Wednesday, July 23, 2003

i'm kinda speechless these days.

it's the heat and the mid-airish-ness of not knowing where my balance is, i guess, and just life in general, with all its changes.
i haven't seen dirk since sunday: lovely jens is still in town, and the two of them needed some time together, and that was -of course- just fine with me. what was bizarre, and felt kinda ridiculous, though, was being on the phone with dirk in the evening, just 10 minutes away, both of us missing/wanting/needing each other, yet neither of us just hopping on our bikes to make the contact immediate. it felt like punishment. or something.

who ever said that absence makes the heart grow fonder was a liar.

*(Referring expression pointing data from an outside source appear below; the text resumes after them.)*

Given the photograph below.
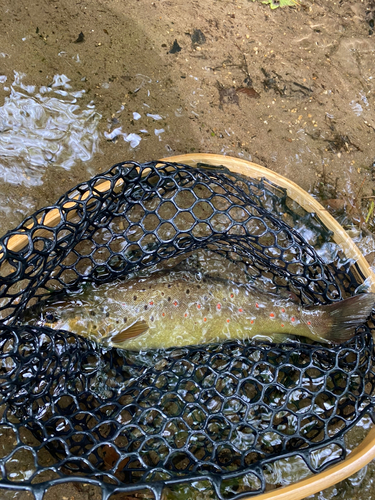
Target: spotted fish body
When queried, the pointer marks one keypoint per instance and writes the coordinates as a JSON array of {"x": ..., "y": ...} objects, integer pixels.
[{"x": 178, "y": 309}]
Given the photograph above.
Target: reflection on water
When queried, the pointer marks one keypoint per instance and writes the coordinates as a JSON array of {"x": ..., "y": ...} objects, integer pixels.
[{"x": 43, "y": 127}]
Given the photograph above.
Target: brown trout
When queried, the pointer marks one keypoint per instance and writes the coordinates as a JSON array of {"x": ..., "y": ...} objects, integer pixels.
[{"x": 174, "y": 309}]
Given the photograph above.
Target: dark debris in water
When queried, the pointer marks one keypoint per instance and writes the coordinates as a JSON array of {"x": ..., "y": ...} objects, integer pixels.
[{"x": 175, "y": 48}]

i'll drive over to dirk's place in a short little while, to see jens off at the train station in the early afternoon. it's a bit of a bummer that we didn't get more time together, but i am sure this wasn't the last time we'll meet.

i've used this little bit of lone time, too, studying, watching the tour, doing yoga, casually looking for a job (found a 6 day research stint at the commerce department which would pay 100€ per day, applied, and am now crossing my fingers), applying for a seminar in september with silke, going to jazz ohne stress with tina last night. she's indeed leaving in three weeks, to spend the next 6 months preparing for finals at her parent's place. i don't think that's a good idea at all, but if she thinks she needs parental supervision to actually study, i hope it'll work for her. it surely wouldn't for me. she found someone to rent her place for those 6 months yesterday, so it is going to be real, her move, and that's strange going to be strange for me, because no matter how often i've whined about her since we've re-united, she is an exceptional friend to have around, and having her back in my life has made an enormous difference. her move will make an enormous difference in my life now, too.

i am speechless. this writing is just chit-chat, nothing more, and it annoys me, really, that my voice is gone for now, and that my need to write, too. it will return, of that i am sure.
i just wish i had something to say. i wish this life limbo was over.